Zuma, government officials held in contempt of court
10:00 (GMT+2), Mon, Monday, February 13, 2012
Lindi van Rooyen
Free State Agriculture (FSA) is holding 14 parties in contempt of court, including President Jacob Zuma, ministers for the department of agriculture, the department of public works, the department of home affairs, the Free State premier and the police. FSA is holding various government officials in contempt of court for failing to secure the province’s border with Lesotho.
A judgement was handed down in June 2010 by the High Court which ordered that the fence between the two countries be repaired and maintained, the border patrol road be restored and that the border be patrolled. At the time of going to print, only a few metres of fencing had been erected by farmers, who have not yet been reimbursed for the costs they incurred, as per the agreement.
No patrol roads have been repaired and as such no patrols can take place.Equipment to help the police patrol the road has also not been supplied, despite being part of the court order. This includes spotlights, 4x4 vehicles, quad bikes and 14 containers which will serve as static observation points.

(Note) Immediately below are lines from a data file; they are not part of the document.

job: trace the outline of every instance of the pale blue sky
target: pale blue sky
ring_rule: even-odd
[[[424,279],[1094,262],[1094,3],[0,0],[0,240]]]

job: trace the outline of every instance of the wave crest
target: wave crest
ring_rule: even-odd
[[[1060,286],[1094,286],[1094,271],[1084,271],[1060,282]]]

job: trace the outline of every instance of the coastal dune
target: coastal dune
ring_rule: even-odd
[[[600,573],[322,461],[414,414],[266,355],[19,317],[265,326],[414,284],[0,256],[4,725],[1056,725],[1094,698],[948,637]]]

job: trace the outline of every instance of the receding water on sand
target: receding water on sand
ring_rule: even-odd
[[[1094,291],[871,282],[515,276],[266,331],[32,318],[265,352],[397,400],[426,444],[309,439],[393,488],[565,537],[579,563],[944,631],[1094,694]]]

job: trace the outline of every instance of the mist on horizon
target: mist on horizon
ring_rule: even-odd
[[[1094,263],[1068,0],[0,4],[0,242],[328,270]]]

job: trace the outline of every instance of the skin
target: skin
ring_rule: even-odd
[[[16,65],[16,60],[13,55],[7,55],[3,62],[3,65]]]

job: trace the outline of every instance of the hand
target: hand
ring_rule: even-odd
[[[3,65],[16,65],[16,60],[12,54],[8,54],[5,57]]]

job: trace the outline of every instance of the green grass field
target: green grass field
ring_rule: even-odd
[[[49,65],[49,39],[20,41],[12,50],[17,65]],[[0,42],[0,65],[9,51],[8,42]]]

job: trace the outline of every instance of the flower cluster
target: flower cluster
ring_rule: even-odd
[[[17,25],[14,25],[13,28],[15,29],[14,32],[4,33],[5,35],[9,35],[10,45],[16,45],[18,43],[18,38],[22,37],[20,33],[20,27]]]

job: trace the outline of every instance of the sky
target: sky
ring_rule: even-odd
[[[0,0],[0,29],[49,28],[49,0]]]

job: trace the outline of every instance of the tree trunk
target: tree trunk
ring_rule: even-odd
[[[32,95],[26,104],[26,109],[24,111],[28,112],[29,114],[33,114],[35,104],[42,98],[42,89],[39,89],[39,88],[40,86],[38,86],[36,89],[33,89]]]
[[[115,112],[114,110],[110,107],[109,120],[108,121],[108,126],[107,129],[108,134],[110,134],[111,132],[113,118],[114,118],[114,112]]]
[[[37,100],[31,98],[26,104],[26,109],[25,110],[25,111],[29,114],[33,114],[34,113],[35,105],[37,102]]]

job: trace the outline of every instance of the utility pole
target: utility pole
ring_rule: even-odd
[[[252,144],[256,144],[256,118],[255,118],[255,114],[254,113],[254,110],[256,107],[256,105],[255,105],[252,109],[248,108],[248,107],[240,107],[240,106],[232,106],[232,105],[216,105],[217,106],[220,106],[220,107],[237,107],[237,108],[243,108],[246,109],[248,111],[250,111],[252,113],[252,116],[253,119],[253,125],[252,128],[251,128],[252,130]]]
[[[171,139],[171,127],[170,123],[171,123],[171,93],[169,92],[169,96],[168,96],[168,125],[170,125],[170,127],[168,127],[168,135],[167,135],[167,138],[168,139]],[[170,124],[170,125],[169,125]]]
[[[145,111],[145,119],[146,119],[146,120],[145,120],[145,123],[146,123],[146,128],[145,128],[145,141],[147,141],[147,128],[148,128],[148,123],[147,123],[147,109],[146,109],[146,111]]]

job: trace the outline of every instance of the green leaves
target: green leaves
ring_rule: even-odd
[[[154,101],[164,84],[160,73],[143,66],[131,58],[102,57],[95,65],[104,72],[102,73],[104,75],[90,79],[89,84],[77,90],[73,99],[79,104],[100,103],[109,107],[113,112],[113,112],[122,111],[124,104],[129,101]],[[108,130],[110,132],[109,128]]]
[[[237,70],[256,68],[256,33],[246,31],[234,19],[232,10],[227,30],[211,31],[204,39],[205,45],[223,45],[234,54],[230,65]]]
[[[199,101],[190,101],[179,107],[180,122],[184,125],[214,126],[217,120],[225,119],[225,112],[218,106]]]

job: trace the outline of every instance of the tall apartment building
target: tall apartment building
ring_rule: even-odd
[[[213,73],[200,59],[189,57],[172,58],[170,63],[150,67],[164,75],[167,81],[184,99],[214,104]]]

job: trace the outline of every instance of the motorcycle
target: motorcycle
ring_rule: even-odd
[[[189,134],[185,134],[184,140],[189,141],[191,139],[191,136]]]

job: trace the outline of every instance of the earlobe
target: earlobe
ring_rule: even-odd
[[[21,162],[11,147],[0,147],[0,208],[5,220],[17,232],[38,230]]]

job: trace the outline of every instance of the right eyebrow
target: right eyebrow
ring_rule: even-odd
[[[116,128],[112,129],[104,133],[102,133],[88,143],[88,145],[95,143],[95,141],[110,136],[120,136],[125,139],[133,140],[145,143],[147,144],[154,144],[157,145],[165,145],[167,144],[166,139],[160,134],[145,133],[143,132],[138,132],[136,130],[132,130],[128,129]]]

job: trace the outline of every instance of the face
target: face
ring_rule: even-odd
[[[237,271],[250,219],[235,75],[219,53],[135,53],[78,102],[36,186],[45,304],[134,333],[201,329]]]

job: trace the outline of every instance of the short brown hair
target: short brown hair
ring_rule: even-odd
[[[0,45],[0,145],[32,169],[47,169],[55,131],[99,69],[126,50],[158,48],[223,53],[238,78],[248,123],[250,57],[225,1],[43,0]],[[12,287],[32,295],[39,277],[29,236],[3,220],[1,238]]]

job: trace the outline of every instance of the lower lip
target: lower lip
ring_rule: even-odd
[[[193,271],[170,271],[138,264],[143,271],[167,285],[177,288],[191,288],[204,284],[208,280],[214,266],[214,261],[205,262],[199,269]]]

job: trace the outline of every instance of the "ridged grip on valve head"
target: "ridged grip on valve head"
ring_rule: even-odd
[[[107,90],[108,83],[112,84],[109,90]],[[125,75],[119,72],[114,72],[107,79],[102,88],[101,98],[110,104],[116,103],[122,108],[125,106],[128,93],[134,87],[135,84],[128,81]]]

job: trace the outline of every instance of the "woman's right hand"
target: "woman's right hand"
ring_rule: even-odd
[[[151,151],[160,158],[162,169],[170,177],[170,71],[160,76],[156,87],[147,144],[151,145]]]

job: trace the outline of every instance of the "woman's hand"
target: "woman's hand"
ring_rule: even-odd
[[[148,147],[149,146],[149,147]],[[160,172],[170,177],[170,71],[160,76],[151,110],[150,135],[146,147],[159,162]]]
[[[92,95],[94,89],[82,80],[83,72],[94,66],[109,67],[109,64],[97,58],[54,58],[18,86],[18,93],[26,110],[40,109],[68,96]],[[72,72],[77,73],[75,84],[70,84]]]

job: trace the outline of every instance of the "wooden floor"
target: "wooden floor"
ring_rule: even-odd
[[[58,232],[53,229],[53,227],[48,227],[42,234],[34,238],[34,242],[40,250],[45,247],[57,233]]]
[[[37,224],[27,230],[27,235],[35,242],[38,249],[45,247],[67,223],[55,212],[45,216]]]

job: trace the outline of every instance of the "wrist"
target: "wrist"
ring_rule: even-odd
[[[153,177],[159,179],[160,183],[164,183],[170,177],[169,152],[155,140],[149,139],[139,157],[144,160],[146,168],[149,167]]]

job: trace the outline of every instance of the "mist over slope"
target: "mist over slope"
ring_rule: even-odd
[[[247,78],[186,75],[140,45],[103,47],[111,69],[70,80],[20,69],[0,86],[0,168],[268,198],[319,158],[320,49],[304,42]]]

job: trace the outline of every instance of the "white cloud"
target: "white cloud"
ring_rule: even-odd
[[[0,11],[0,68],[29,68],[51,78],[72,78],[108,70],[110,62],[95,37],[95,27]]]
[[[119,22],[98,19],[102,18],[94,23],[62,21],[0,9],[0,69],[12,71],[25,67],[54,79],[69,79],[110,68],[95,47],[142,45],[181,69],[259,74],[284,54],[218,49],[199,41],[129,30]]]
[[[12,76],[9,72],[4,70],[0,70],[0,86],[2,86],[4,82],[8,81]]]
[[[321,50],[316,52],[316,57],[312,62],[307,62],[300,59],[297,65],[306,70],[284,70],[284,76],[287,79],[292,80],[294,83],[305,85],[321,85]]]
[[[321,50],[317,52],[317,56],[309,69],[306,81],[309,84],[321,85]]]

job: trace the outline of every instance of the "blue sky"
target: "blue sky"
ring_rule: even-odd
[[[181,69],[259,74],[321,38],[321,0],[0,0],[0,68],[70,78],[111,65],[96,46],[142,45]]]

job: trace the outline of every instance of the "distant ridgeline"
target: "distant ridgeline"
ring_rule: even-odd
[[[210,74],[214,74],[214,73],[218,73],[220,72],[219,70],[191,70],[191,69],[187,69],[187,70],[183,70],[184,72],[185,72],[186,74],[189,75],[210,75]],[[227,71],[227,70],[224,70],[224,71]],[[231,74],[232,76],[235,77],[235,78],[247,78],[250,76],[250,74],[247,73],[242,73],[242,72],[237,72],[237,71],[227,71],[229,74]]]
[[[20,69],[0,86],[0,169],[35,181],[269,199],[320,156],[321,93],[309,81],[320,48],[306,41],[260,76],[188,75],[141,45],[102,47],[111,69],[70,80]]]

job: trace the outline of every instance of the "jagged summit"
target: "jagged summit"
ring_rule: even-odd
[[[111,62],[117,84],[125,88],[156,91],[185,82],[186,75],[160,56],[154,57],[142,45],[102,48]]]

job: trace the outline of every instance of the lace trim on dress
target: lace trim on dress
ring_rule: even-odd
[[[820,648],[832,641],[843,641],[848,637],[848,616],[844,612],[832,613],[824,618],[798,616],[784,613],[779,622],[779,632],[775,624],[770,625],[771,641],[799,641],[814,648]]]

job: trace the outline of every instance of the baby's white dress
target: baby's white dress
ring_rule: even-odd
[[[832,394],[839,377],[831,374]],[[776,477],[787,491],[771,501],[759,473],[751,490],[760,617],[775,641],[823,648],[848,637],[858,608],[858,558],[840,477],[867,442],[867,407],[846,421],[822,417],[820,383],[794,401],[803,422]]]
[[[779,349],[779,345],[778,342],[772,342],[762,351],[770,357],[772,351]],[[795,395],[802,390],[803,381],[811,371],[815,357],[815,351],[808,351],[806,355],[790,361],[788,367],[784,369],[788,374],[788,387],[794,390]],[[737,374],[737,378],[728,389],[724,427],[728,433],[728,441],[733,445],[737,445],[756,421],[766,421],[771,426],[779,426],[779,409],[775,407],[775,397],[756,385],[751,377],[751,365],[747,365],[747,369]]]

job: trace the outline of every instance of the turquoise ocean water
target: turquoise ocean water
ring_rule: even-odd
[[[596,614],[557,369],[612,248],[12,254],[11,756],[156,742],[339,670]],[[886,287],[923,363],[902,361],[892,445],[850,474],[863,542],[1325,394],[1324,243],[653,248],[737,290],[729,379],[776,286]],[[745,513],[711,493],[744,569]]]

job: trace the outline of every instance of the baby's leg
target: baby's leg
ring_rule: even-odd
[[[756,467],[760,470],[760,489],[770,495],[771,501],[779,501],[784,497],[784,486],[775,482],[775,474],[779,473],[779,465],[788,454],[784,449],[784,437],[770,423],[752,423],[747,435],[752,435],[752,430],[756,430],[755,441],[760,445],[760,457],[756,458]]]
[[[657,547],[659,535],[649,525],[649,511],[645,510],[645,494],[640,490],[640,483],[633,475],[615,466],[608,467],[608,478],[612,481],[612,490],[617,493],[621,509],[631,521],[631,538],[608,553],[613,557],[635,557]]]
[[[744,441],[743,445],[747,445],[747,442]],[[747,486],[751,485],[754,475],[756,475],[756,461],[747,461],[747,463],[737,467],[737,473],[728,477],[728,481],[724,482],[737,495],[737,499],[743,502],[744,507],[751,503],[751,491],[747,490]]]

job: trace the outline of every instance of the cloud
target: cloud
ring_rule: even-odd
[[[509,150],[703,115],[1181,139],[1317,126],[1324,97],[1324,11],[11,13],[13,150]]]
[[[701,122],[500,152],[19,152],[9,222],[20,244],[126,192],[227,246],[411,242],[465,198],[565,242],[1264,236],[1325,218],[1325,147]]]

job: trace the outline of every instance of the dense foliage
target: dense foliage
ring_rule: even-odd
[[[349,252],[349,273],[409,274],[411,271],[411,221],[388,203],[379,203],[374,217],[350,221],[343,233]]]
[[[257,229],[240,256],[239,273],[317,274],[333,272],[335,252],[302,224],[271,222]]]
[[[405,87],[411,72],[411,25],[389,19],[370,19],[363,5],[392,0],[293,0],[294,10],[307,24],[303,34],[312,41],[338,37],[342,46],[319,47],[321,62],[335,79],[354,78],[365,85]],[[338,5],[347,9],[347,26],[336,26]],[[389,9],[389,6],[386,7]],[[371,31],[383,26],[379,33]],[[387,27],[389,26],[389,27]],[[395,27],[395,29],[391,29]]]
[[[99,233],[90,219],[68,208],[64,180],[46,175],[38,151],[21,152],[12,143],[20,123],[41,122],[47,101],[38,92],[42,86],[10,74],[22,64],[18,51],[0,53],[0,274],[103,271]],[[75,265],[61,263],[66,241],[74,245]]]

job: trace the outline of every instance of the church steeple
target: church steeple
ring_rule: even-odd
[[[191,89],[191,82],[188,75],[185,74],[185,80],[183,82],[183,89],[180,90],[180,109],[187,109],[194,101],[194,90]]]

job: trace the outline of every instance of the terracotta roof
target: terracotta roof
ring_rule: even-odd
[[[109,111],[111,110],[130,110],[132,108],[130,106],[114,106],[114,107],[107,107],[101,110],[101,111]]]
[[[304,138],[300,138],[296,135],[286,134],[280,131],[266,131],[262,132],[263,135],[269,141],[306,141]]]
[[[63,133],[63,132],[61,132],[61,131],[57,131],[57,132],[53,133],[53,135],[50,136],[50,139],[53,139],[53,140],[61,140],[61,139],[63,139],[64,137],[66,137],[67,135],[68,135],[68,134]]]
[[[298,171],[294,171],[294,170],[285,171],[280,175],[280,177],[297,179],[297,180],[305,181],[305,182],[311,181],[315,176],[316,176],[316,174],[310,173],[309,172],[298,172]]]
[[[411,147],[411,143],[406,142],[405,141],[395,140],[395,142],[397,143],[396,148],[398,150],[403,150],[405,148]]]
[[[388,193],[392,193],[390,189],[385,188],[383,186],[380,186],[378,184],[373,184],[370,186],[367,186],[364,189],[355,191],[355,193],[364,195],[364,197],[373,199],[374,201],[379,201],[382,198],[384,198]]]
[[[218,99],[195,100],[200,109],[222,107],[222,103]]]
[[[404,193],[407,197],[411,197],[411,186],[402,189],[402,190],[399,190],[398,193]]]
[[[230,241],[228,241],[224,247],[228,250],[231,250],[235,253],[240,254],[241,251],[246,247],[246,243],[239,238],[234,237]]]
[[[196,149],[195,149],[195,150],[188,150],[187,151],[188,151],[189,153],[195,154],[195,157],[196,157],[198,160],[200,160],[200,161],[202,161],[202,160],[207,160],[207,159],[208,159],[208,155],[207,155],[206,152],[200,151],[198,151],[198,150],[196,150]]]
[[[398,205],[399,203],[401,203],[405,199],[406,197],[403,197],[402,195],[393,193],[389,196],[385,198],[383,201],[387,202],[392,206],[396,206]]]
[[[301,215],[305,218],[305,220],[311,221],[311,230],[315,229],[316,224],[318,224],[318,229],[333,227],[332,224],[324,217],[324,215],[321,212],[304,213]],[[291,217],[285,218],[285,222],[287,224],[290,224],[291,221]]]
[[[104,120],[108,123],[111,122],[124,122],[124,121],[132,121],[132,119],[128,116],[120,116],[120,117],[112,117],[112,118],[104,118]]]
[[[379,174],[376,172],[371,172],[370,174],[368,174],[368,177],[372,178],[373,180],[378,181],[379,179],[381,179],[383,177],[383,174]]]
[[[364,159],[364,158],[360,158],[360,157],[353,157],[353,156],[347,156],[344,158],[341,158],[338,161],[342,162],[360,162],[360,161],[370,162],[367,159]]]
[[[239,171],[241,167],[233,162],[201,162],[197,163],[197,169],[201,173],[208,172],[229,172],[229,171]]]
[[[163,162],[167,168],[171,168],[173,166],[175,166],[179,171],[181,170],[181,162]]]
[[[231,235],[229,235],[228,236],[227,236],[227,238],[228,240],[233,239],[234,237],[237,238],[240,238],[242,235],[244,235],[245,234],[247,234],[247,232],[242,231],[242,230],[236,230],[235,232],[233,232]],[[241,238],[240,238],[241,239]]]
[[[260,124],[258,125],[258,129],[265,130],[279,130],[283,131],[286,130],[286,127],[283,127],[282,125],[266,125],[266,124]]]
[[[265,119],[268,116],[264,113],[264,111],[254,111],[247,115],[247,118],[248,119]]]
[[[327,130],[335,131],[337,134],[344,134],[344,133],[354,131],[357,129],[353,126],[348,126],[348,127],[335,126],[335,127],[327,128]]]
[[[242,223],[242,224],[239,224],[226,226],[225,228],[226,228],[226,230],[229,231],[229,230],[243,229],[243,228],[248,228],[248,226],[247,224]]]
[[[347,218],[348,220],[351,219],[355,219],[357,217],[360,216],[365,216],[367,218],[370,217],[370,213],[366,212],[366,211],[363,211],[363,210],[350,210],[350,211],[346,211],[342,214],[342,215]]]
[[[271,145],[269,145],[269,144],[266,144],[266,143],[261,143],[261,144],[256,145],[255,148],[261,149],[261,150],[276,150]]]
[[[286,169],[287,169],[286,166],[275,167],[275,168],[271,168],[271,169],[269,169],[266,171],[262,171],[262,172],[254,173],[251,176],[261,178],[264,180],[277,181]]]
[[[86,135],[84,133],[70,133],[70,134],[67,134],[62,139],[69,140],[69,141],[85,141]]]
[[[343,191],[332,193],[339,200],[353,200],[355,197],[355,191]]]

Although these containers have been provided, they have never been occupied or used by members of the police to safeguard the border. Patrolling the border is vital because any attempts to fence the border fail as the fencing is taken down overnight, said Cobus Breytenbach, chairperson of FSA’s safety and security committee.
“The failure to repair the border road has had disastrous implications, including theft and arson committed by Lesotho residents.” Breytenbach said that the 14 respondents “have wilfully and in bad faith failed to comply with the court order.”
“There has been a suggestion from the state attorney that budgetary constraints have been, in part, to blame for some of the delays. This is unacceptable. The respondents signed the settlement agreement and consented to it being made a court order, knowing full well that there would be budgetary implications to the order.”
He added that during the many years that it has taken for the government to secure the border, FSA and its members have constantly been victims of crime. “They had to endure these crimes, while at the same time attempting in good faith to engage with the government.”
Bernard Maree, district municipality representative for FSA in the Wepener district, said the problem on the border is worse than one might think and crime is rampant. “The farmers are moedeloos. We just finished erecting 8km of fencing along the border, but it has already been taken down and is now lying in a heap.”
Maree said that if there is no political will to secure the border, then it will never happen. There needs to be discussions between South Africa and Lesotho to curb the crime because the problem is coming from Lesotho.” He added that monthly meetings between FSA and members of Lesotho’s government prove fruitless and for the past four months Lesotho has been absent from the meetings.